Old Timey Health Info

consumer health cover

Consumer Health
Byer
1971

I snagged this little book from a public library and it is still in circulation as of this writing. It covers basics of medical services, treatment costs, and some basic consumer information about hospitals and insurance. It doesn’t look like a textbook, but it sure reads like one. Also the cover is less than interesting, which adds to the textbook feel. There are many passages about costs and treatments that no longer apply.

This book was probably one of the projects out of the consumer activism of the 1960s and 1970s. Ralph Nader was one of the big players during this time with his book Unsafe at any speed which targeted auto safety.

It is an interesting slice of consumer health history, but it has no business on a public library shelf in 2022. Besides, this book looked pretty beat up.

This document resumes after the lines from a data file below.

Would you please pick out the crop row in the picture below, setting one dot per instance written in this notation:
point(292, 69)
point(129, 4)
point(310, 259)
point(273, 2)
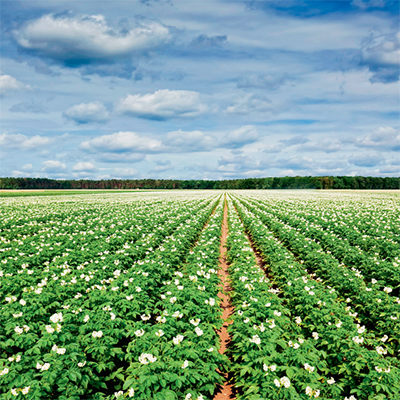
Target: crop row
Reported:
point(373, 229)
point(370, 304)
point(76, 346)
point(385, 274)
point(360, 365)
point(272, 356)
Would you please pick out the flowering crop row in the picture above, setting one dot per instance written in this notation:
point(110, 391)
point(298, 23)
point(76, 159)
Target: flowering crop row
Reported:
point(369, 223)
point(371, 304)
point(273, 357)
point(71, 339)
point(360, 364)
point(176, 356)
point(385, 272)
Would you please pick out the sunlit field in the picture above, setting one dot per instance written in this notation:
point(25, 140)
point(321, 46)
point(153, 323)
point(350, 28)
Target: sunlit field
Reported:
point(201, 294)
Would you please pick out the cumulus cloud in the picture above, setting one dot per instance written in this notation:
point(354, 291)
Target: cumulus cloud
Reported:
point(163, 104)
point(28, 107)
point(22, 142)
point(324, 144)
point(381, 54)
point(27, 167)
point(258, 81)
point(189, 141)
point(84, 166)
point(53, 166)
point(87, 113)
point(384, 138)
point(240, 137)
point(364, 5)
point(162, 165)
point(9, 84)
point(122, 142)
point(124, 173)
point(250, 103)
point(78, 40)
point(367, 160)
point(204, 41)
point(120, 157)
point(295, 163)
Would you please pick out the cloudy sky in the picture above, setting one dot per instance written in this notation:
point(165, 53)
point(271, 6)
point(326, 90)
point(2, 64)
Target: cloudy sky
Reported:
point(199, 89)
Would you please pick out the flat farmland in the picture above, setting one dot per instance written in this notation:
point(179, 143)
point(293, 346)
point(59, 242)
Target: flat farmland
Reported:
point(200, 295)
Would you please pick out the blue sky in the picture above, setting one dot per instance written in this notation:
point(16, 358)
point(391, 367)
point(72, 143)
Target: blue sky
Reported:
point(199, 89)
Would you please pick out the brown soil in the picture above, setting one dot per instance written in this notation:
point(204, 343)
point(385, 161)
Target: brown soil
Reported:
point(227, 389)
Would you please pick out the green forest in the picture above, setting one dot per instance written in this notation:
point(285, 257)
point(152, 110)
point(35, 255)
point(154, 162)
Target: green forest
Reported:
point(287, 182)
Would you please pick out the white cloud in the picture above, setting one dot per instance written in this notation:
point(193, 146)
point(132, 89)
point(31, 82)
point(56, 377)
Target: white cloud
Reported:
point(189, 141)
point(364, 5)
point(27, 167)
point(124, 173)
point(250, 103)
point(84, 166)
point(382, 56)
point(87, 37)
point(163, 104)
point(384, 138)
point(86, 113)
point(9, 84)
point(53, 166)
point(240, 137)
point(367, 160)
point(122, 142)
point(22, 142)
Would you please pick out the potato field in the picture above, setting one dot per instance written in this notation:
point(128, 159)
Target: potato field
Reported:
point(200, 295)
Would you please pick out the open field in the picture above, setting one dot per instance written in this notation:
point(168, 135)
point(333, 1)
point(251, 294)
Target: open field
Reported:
point(200, 295)
point(45, 192)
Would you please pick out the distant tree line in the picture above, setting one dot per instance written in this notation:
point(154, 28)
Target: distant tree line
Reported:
point(286, 182)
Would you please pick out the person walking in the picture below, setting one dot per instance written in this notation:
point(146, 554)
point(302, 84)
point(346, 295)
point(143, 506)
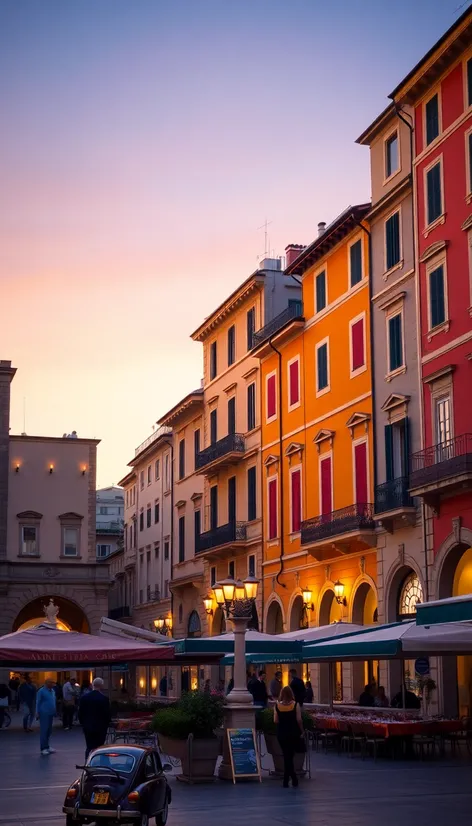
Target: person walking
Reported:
point(95, 716)
point(288, 719)
point(45, 711)
point(27, 694)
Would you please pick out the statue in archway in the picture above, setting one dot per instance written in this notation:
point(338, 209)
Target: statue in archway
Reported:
point(51, 611)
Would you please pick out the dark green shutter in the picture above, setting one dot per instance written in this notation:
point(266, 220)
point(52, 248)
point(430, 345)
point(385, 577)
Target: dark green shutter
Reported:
point(389, 471)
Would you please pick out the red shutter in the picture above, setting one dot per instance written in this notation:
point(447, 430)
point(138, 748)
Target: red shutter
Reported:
point(326, 497)
point(271, 398)
point(296, 497)
point(357, 344)
point(272, 508)
point(294, 386)
point(360, 468)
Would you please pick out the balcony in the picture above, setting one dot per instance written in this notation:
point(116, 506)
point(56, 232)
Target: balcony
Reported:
point(394, 505)
point(339, 532)
point(122, 612)
point(294, 312)
point(442, 468)
point(226, 451)
point(223, 540)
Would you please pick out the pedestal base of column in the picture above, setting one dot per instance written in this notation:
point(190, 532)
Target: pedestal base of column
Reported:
point(236, 715)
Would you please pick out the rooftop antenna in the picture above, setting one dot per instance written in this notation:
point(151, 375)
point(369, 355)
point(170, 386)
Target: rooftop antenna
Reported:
point(266, 236)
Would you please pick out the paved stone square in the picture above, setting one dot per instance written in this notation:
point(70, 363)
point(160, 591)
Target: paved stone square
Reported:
point(342, 790)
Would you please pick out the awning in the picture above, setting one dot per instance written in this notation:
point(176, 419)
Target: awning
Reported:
point(454, 609)
point(402, 640)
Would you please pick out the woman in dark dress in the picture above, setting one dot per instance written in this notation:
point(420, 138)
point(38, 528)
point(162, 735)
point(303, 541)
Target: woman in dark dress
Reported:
point(288, 719)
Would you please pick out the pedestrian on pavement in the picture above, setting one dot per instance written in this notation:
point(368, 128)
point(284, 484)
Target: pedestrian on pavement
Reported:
point(288, 719)
point(68, 704)
point(95, 716)
point(45, 711)
point(298, 687)
point(27, 694)
point(275, 685)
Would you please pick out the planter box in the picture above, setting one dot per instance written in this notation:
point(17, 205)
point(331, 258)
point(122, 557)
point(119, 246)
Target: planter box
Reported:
point(275, 751)
point(198, 757)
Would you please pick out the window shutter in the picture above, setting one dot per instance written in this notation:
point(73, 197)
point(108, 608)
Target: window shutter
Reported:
point(357, 344)
point(296, 500)
point(389, 469)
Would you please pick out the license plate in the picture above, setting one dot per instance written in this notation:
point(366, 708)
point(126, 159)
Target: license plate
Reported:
point(100, 798)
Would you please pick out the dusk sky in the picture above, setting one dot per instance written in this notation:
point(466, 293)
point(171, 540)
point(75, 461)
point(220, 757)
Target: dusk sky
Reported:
point(143, 143)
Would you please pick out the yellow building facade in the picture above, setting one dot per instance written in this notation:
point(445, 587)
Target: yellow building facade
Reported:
point(319, 557)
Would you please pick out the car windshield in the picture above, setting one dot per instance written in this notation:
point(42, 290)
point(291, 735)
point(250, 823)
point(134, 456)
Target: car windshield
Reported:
point(119, 761)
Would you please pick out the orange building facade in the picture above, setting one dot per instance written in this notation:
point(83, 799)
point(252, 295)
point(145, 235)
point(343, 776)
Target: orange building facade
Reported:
point(319, 538)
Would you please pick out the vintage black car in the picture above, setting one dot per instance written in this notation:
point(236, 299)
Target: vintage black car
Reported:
point(119, 785)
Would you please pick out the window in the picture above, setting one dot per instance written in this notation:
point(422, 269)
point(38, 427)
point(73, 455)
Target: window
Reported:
point(392, 160)
point(392, 241)
point(432, 119)
point(357, 345)
point(197, 524)
point(295, 500)
point(213, 426)
point(232, 415)
point(251, 326)
point(437, 297)
point(271, 401)
point(272, 498)
point(320, 291)
point(395, 342)
point(251, 494)
point(213, 360)
point(322, 367)
point(196, 445)
point(71, 542)
point(355, 262)
point(182, 459)
point(231, 345)
point(434, 205)
point(29, 540)
point(182, 539)
point(251, 406)
point(293, 383)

I think we can safely send it to the big discard dumpster in the sky.

Stay healthy,

Mary

 

choosing medical services

decisions before going to the hospital

health products

eye ware and pills

quackery

16 comments

  1. But I like the cover! What’s not to like about a naked man wrestling a lion, for only 69 cents? Or so it appears to offer…

  2. I thought “I’ve never heard of phenacitin”, and that’s because it was banned in Canada in 1973 and the US in 1983.

    It metabolizes to acetaminophen most of the time, except when it doesn’t and causes cancer and kidney failure or destroys your red blood cells. It might have killed Howard Hughes by destroying his kidneys; he genuinely suffered from chronic pain, so he took it along with everything else.

    This book should have been weeded about the time Howard died. It’s literally worse than having nothing, except the sections on quacks remain sadly relevant.

    1. Similarly the reference to “children’s aspirin” – banned for under 12s in 1986 and for under 16s in 2002 (in the UK, I don’t know the rates for the US).
      Absolutely agree about the quackery remaining depressingly relevant.

    2. Similarly the reference to “children’s aspirin” – banned for under 12s in 1986 and for under 16s in 2002 (in the UK, I don’t know the dates for the US).
      Absolutely agree about the quackery remaining depressingly relevant.

  3. It took me awhile to figure out what the guy on the cover was fighting (think it’s a lion). The attached slogan appears to be incomplete: “Vin Vitae gives strength and health”. They left out “… and renders clothing unnecessary”.

    1. This is a depiction of Hercules carrying out his first Labor — to battle the Nemean Lion.

  4. I’m curious if it’s been checked out at all in the last 30 years.

  5. I find the vintage quack doctor ad on the cover to be *very* interesting. Apparently drinking the “wine of life” will make you strong enough to fight lions while completely naked. If I ever have to fight a lion, I’ll do it with my clothes on, thank you very much. 🙂

    1. And it’s a weird thing to put on the cover of a book in 1971. It looks like a book about olde-tymey patent remedies, not a then-up to date book about serious medicine.

  6. It’s an interesting comment on what used to be called “classical education” that an old-timey advertiser assumed that their audience would readily recognize a depiction of Hercules fighting the Nemean Lion, and its association with Strength, while a modern audience that reads a library blog seems to include a lot of people mystified about “fighting a lion naked.” Stodgier folks than me would see it as a negative, but I’d like to think it means that the space that used to be taken up with that is now devoted to the history of Juneteenth or something arguably more relevant that I didn’t learn at school.

    1. And less stodgier folks might point out that the commentary on this blog is often full of sarcasm, which doesn’t mean people don’t recognize classical imagery.

    2. I know after this mighty deed, Hercules wore the lion’s skin, but I really hope he had a tunic or at least a loincloth rather than just wandering naked around Greece taking on deadly animals and flashing the Greek ladies.

      1. Well whatever he wore, ancient Greek artists — and their Renaissance and neoclassical imitators — were going to show him naked or mostly naked anyway. It was standard convention to depict heroes in the buff with well-formed bodies. (And with somewhat small genitals, since big ones were associated with a lack of restraint in that area, e.g. satyrs.)

        And yah, that does seem like an odd thing to put on a textbook that’s not about old-time patent medicines and such.